Board OKs design for school
Lansing School Board has cleared the way for the construction phase to begin on the school bond projects approved by voters 10 months ago.
After an hour and a half of discussion Monday, the board approved, 6-0, the designs for the new elementary school and high school auditorium covered by a $23.6 million bond issue approved by voters in April 2005. Board member Craig Gephart was absent from the special meeting.
Last week, at the board's regular meeting, members tabled approval of the construction documents after board vice president Shelly Gowdy brought up questions about putting a standing-seam metal roof on the elementary school rather than a modified bitumen membrane roofing system.
At that time, the board instructed representatives from Wilson and Company, Engineers and Architects, to show the board an estimate for a standing-seam metal roof for the elementary school. They also asked Wilson and Company for an estimate of how many people would fit in the lobby of the high school auditorium, and they directed school principals to make the designs available for staff comments.

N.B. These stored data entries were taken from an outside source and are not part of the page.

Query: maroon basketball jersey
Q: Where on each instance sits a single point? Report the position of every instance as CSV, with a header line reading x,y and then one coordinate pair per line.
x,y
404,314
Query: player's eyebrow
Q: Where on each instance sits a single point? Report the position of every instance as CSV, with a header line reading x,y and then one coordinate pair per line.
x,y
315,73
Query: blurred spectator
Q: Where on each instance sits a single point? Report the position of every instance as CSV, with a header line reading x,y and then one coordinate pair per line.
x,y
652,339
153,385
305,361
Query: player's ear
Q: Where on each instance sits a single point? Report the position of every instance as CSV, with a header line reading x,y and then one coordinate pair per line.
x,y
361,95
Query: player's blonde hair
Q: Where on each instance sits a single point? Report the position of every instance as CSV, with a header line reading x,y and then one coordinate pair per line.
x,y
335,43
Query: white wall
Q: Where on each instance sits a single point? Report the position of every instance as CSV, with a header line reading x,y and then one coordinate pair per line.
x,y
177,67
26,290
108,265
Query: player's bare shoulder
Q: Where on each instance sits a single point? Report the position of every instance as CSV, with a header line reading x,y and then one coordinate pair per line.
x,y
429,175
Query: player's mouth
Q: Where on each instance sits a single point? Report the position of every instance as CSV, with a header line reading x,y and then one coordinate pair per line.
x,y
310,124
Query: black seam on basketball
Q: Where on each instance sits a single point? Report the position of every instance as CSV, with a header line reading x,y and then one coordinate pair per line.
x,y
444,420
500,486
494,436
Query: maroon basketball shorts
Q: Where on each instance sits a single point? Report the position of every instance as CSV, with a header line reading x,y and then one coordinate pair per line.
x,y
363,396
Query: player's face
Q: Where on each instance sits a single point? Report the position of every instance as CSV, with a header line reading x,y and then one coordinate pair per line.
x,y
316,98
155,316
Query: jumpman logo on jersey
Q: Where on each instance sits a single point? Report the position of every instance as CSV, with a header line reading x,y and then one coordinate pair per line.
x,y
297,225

Discussion on Monday centered on the roofing system for the elementary school. Jon Plumer of Wilson and Company told the board the price difference between its options was an additional $3.30 per square foot for a standing-seam metal roof. The additional roofing required, increased masonry in walls to support such a roof and rearranging of air-conditioning units added up to $451,450.
Gowdy's hangup on the roofing stems from problems Lansing Middle School has had with leakage, she said. The building has leaked since it was built in 1996, she said.
Gowdy and board president Brian Bode told Plumer and architect Bruce Mortimer of Wilson and Company that they were concerned that as the new elementary building settles, the modified bitumen roof would lose its pitch and become flatter, leading to areas that collect water, which can leak into the building.
Mortimer told the board that the roof type installed at LMS was single-ply rubber roof and was "not a quality roof system."
In the end, the board decided against the standing-seam metal roof.
"We just can't stretch our money that far," Bode said.
The board instructed the architects to finish the design plans using a modified bitumen membrane roof with a slope of 1/2-inch per foot where possible, rather than the suggested 3/8-inch-per-foot slope. The latter roof would slope down three inches every eight feet; the former would slope four inches every eight feet, which board members said they hoped would sufficiently drain water from the roof.